Tad Lewis gave him some comfort. "Never mind, Adolfo," he said. "They
can't prove anything on you, and I'll go your bail. Ed Austin knows
where you was the day that stock was stole." He and his two remaining
men moved toward their automobile, and a moment later the vehicle went
clattering away up the thicket road.
So ended the attempt to foil the return of Ricardo Guzman's body to
Texas soil.
When Alaire came to look for her husband he was gone.
XX
SUPERSTITIONS AND CERTAINTIES
The sensation caused by Ricardo Guzman's disappearance was as nothing
to that which followed the recovery of his body. By the next afternoon
it was known from Mexico to the Canadian border that the old ranchman
had been shot by Mexican soldiers in Romero.

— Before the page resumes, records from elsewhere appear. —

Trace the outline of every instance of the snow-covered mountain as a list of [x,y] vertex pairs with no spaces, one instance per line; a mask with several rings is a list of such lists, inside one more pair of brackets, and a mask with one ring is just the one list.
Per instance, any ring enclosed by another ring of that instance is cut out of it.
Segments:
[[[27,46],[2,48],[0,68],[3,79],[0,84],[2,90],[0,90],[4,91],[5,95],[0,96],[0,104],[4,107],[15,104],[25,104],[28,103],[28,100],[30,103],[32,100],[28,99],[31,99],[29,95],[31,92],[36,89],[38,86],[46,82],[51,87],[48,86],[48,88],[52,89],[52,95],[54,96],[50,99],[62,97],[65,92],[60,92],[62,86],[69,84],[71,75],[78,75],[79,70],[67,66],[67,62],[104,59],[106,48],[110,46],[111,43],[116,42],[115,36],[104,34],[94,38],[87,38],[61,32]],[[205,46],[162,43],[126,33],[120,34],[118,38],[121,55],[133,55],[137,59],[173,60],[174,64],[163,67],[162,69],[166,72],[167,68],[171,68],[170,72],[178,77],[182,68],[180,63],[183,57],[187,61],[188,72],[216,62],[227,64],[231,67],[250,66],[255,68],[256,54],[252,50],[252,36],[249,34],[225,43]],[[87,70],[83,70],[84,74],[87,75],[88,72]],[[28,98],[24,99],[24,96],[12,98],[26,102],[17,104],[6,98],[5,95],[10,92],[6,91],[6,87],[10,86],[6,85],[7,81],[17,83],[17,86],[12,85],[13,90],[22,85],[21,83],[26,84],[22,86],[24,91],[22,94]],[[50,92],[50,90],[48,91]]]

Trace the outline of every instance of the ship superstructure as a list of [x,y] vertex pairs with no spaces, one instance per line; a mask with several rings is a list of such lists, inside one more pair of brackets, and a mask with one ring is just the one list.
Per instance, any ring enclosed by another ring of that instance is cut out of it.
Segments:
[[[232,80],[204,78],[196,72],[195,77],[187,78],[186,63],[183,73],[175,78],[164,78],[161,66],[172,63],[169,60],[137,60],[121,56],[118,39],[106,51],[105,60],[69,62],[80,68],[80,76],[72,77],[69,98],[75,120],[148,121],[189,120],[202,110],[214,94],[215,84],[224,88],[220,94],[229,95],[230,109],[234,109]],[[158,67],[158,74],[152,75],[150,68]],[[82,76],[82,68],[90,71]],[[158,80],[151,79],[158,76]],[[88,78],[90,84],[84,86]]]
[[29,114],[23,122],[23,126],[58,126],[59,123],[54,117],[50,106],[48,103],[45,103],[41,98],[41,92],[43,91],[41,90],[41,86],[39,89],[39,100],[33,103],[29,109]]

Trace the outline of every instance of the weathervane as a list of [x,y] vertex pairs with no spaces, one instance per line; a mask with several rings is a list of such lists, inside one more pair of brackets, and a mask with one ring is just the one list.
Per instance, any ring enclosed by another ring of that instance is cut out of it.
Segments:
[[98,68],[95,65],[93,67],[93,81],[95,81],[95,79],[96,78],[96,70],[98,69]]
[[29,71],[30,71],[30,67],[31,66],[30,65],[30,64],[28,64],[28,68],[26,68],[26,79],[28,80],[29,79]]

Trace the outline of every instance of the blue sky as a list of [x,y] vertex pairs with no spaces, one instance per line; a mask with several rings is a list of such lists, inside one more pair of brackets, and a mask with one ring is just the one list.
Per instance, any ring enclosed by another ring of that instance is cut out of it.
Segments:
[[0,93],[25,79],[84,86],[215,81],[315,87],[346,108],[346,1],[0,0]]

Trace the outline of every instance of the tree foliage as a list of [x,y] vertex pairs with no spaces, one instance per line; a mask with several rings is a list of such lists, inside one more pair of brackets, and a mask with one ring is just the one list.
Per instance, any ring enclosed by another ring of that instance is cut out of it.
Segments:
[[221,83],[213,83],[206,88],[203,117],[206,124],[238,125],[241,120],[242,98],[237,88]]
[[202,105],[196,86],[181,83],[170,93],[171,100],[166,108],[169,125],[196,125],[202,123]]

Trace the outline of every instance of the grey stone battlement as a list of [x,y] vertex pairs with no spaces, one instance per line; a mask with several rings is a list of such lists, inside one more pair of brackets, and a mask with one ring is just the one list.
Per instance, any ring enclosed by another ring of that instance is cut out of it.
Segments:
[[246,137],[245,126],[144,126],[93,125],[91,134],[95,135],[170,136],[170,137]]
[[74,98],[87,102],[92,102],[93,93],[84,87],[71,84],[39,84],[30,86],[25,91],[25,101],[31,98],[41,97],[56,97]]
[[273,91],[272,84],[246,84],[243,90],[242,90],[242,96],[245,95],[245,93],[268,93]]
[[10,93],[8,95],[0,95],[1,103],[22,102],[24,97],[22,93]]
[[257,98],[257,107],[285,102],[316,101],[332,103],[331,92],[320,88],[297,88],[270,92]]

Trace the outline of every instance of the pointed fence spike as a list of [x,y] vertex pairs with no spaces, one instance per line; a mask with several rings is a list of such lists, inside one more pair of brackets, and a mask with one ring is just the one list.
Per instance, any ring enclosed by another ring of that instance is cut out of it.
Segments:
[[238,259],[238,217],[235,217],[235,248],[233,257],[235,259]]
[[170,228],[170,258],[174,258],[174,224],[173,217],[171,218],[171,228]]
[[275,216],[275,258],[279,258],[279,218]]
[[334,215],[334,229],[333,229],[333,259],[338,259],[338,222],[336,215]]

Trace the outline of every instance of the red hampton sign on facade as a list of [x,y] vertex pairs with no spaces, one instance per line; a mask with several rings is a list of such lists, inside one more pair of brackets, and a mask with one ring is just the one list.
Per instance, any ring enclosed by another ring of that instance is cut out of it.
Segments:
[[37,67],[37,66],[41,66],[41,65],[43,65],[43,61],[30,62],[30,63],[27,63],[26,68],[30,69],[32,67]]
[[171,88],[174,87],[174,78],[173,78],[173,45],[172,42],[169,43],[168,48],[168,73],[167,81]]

It was reported that a
party of Americans had invaded foreign soil and snatched Ricardo's
remains from under the nose of General Longorio. But there all reliable
information ceased. Just how the rescue had been effected, by whom it
had been done, what reasons had prompted it, were a mystery. With the
first story the newspapers printed a terse telegram, signed by Captain
Evans and addressed to the Governor of Texas, which read:
"Ranger force crossed Rio Grande and brought back the body of Ricardo
Guzman."
This message created tremendous enthusiasm, for the Texas Rangers have
ever stood for prompt and decisive action; but two hours after the
publication of this despatch there came a sharp inquiry from
Washington, and on the heels of that the State House at Austin denied
the receipt of any such message.
When this denial was in turn made public, the newspapers demanded to
know who had performed this sensational exploit. One rumor had it that
the sons of Ricardo Guzman had risked their lives to insure their
father Christian burial. This was amplified by a touching pen-picture
of the rancher's weeping family waiting at the bank of the Rio Grande,
and an affecting account of the grief of the beautiful Guzman girls. It
mattered not that there were no daughters.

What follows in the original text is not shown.